Turkey has a significant interest in protecting Iraqi Kurds, as it aims to protect the future of Turkey’s energy security and business ties between the Kurdistan Regional Government in northern Iraq (KRG) and Turkey. Moreover, if ISIL manages to beat the Kurds, Turkey could have a dangerous and unpredictable caliphate at its border. This would also cut off Turkey’s access to Iraqi oil and gas and ISIL could then threaten the 2,000 Turkish troops that are still deployed in small bases in northern Iraq under the 1997 agreement in the Duhok province.
Mostly likely ISIL would target Turkey in the future since it sees Turkey as part of its global Islamic Ummah. And Turkey could make the same mistakes as Iraqi Kurds in treating ISIL along the same line according to the famous proverb, “the enemy of my enemy is my friend.” ISIL has already branded the Turkish Prime Minister Recep Tayyip Erdoğan and the Kurdistan Workers’ Party (PKK) head Abdullah Öcalan as “infidels” in its latest English glossy Dabiq.
Kurdish commanders and security officers told me the biggest problem the Kurds now have is the lack of ammunition and weapons. While the ISIL militants captured U.S. heavy weaponry, the Kurds are left with old Kalashnikovs. The Americans did not allow the Iraqi Kurds to buy their own weapons without coordination with Baghdad, which refused to pay the Kurdish armed forces.
Unlike in Turkey, the Kurdish armed forces are divided along political lines and are just a light infantry force with very old tanks dating from the Soviet times, old weapons and no air support or advanced anti-tank weapons, nor good artillery or intelligence information on pinpointing the exact location of ISIL militants.
The Kurdish army needs more ammunition, night vision goggles, modern tanks, armored personnel carriers (APC), air support and intelligence. They could also use the support of small special forces teams that helped them root out the extremist Ansar al-Islam group in 2003.
The Kurds could also use more training after not having fought any major battles after the fall of Saddam in 2003. The Kurdish Peshmerga forces turned from an insurgent force into a regularly paid army without receiving a significant amount of training, nor experience in the battlefield. This is one of the reasons why Kurdish President Massoud Barzani has called on the old battle-hardened Peshmerga fighters to return to the battlefront.
Another crisis the Kurds face is the huge numbers of internally displaced persons (IDPs) and refugees, which are at least over 1 million.

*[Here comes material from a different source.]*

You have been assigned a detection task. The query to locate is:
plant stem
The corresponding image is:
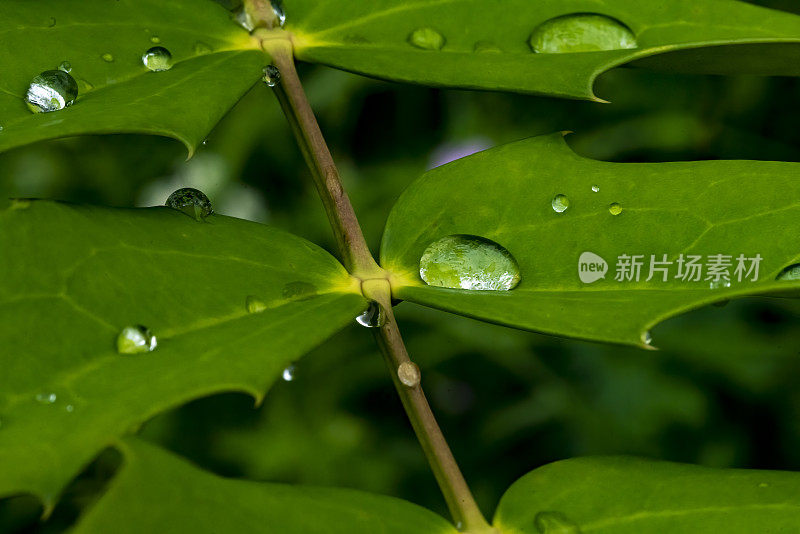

As daily Hürriyet reported, Turkish defense officials denied any involvement in the bombing campaigns against ISIL in Mosul, in order not to endanger the lives of the Turkish diplomats held hostage by ISIL in Mosul.
With already having Turkish bases in the country, Turkey could easily support the Kurds from Duhok with its special forces, support units, tank battalion and air support with helicopters and fighter jets from Incirlik. But this could seriously threaten the Turkish diplomats held hostage in Mosul, unless Turkey supplies the Kurds with covert military supplies, intelligence and surveillance. Turkey could also support Sunni Arab militia groups to fight against ISIL in the future. There are already indications that Turkey has backed militant groups in Syria to fight ISIL.
If military options are too risky, the Turkish government could also choose to provide humanitarian aid, financial support and food supplies, and help the Kurds with setting up refugee camps close to the Turkish border. The Kurdish government is now faced with a huge humanitarian crisis with many NGO workers leaving. But Turkey should not make the same mistake as the Iraqi Kurds since ISIL’s goals are global.
Wladimir van Wilgenburg is an analyst of Kurdish politics for the Jamestown Foundation.